Strengths and Limitations
Using a larger nationally representative sample of AsAm adults, our study examined the relationship between PA and MetS. The NHANES has a rigorous data collection protocol with a wide range of information that allowed for many factors to be assessed as possible confounders. Another important strength of our study is that MetS prevalence was measured by race-specific MetS criteria for Asians, which provides a more appropriate risk estimation in this population. Several limitations of the study should be noted. The cross-sectional study design limits inference about the direction of causality between PA and risk of MetS. We assessed acculturation by proxies, which are commonly used in research (Alegria et al., 2022; Le et al., 2019). However, proxy alone omits individual differences that cannot account for every domain of acculturation. In addition, this study aggregated AsAm subgroups that may mask the difference in AsAm subgroups. Due to heterogeneous cultural background in AsAms, further research may investigate a single subgroup to eliminate misleading results. In future, valid questionnaires are needed to measure acculturation in research examining the impact of culture on AsAms’ health behaviors and health outcomes.
Conclusion
Increasing MVPA is associated with lower MetS risk among AsAms. More acculturated AsAms may receive more potent benefits by increasing time spent in MVPA. Acculturation seems to play an important role in PA and MetS, but whether or how it affects PA, MetS, and the relationship between them remains uncertain due to the lack of consistency of acculturation measurement in the literature and paucity of research among AsAms. Further research may be needed to determine a better measurement of acculturation and to consider disaggregating AsAm subgroups in acculturation studies. Meanwhile, it will be necessary for health care professionals to increase awareness and knowledge of health outcomes that may differ among AsAms across acculturation levels.
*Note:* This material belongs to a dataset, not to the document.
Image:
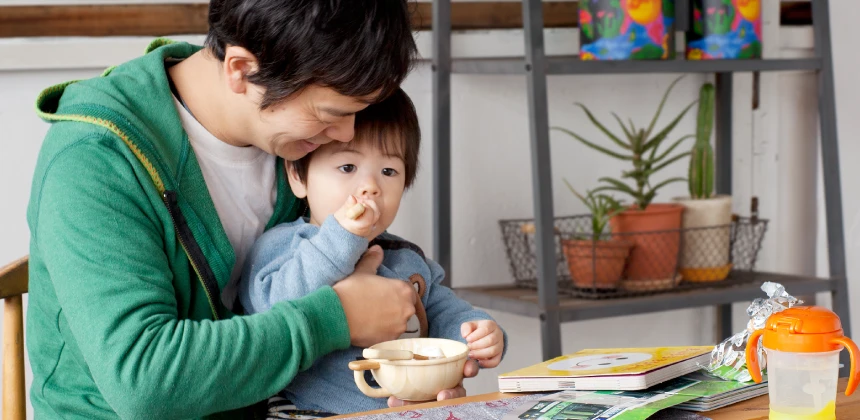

Given that only a quarter of AsAms spoke English at home, it is of utmost importance to expand ongoing culturally and linguistically appropriate programs focused on PA promotion and health education.
Footnotes
Authors’ Note
The study was a secondary data analyses. The National Health and Nutrition Examination Survey was approved by the National Center for Health Statistics Research Ethics Review Board and documented consent was obtained from participants.
Declaration of Conflicting Interests
The author(s) declared no potential conflicts of interest with respect to the research, authorship, and/or publication of this article.
Funding
The author(s) disclosed receipt of the following financial support for the research, authorship, and/or publication of this article: Dr. Demetrius Abshire was supported by the National Institute on Minority Health and Health Disparities of the National Institutes of Health under award number K23MD013899. The content is solely the responsibility of the authors and does not necessarily represent the official views of the National Institutes of Health. J. Sheng, M. D. Wirth, and S. P. Heiney declare that no funds, grants, or other support were received during the preparation of this article.